- Directed by: Cutter Hodierne
- Written by: Cutter Hodierne John Hibey Raphael Swann
- Produced by: Cutter Hodierne John Hibey Raphael Swann
- Release date: January 19, 2012 (Sundance Film Festival);
- Country: United States
- Language: English

= Fishing Without Nets (2012 film) =

Fishing Without Nets is a 2012 fictional short film directed by Cutter Hodierne. It had its world premiere at the Sundance Film Festival, where it won the Grand Jury Prize in the short films category, and later premiered at the Dawn Breakers International Film Festival.

Hodierne made a feature film based on this short. The film premiered in-competition in the US Dramatic Category at 2014 Sundance Film Festival on January 17, 2014.

==Premise==
The plot tells the story of a group of fishermen in Somalia who are lured into piracy.

==Production==
After becoming obsessed with the subject of piracy in the Indian Ocean, director Cutter Hodierne (then 24 years old) convinced producing partners John Hibey (then 28) and Raphael Swann (then 24) to embark on a journey to do in-field research on the subject. What began as a trailer turned into a short film, written over a few weeks.
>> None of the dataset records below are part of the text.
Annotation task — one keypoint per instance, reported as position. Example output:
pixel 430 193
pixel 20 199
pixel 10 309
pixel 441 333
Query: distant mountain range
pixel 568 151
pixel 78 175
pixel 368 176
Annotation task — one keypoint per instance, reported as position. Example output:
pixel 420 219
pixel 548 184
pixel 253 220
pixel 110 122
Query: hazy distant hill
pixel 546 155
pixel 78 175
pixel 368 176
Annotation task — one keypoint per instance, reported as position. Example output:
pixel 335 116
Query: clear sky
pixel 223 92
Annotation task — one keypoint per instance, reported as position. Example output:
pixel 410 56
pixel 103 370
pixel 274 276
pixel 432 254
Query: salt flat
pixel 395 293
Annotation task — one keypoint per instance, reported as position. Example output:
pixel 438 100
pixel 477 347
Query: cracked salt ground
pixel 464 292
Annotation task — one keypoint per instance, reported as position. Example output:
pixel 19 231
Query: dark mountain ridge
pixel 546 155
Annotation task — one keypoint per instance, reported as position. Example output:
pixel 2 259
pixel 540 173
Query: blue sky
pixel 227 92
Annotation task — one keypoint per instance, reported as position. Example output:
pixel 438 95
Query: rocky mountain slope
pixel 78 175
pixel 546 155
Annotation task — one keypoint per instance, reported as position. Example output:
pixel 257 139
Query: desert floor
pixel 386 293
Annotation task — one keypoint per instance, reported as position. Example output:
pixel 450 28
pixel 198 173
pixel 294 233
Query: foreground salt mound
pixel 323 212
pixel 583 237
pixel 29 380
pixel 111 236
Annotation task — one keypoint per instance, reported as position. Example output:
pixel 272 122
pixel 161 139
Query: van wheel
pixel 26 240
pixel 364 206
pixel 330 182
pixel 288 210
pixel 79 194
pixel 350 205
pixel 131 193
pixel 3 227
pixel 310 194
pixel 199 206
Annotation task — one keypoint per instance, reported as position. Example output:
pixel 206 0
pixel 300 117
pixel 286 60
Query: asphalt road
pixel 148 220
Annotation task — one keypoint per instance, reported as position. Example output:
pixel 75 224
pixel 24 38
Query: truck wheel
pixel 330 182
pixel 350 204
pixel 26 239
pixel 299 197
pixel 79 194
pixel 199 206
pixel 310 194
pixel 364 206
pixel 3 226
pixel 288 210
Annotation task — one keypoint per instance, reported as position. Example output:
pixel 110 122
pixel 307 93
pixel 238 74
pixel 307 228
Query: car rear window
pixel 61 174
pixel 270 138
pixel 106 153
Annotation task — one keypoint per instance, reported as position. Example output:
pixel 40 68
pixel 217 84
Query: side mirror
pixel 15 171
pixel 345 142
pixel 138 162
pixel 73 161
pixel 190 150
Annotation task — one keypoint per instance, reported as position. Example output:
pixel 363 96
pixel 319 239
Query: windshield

In October 2012, on their first night on location in Mombasa, Kenya in the African Great Lakes region, the filmmakers were accused of trespassing by armed men in police and military uniforms. They were subsequently handcuffed and forced to swim out into the ocean. The cineastes were eventually released after paying a $150 bribe, the first of several such payments made to local officials. They were also along the way robbed by Kenyan policemen, and briefly imprisoned on gun permit-related charges.

The film was shot over a period of three and a half months, though the original shooting schedule was intended to last five weeks. Somali immigrants and local Kenyans were cast in the acting roles. Financing for the project was raised through proceeds that Hodierne had earned while previously working on U2's 360 tour.

==Awards==
Fishing Without Nets was awarded the Grand Jury Prize in Short Filmmaking at the 2012 Sundance Film Festival.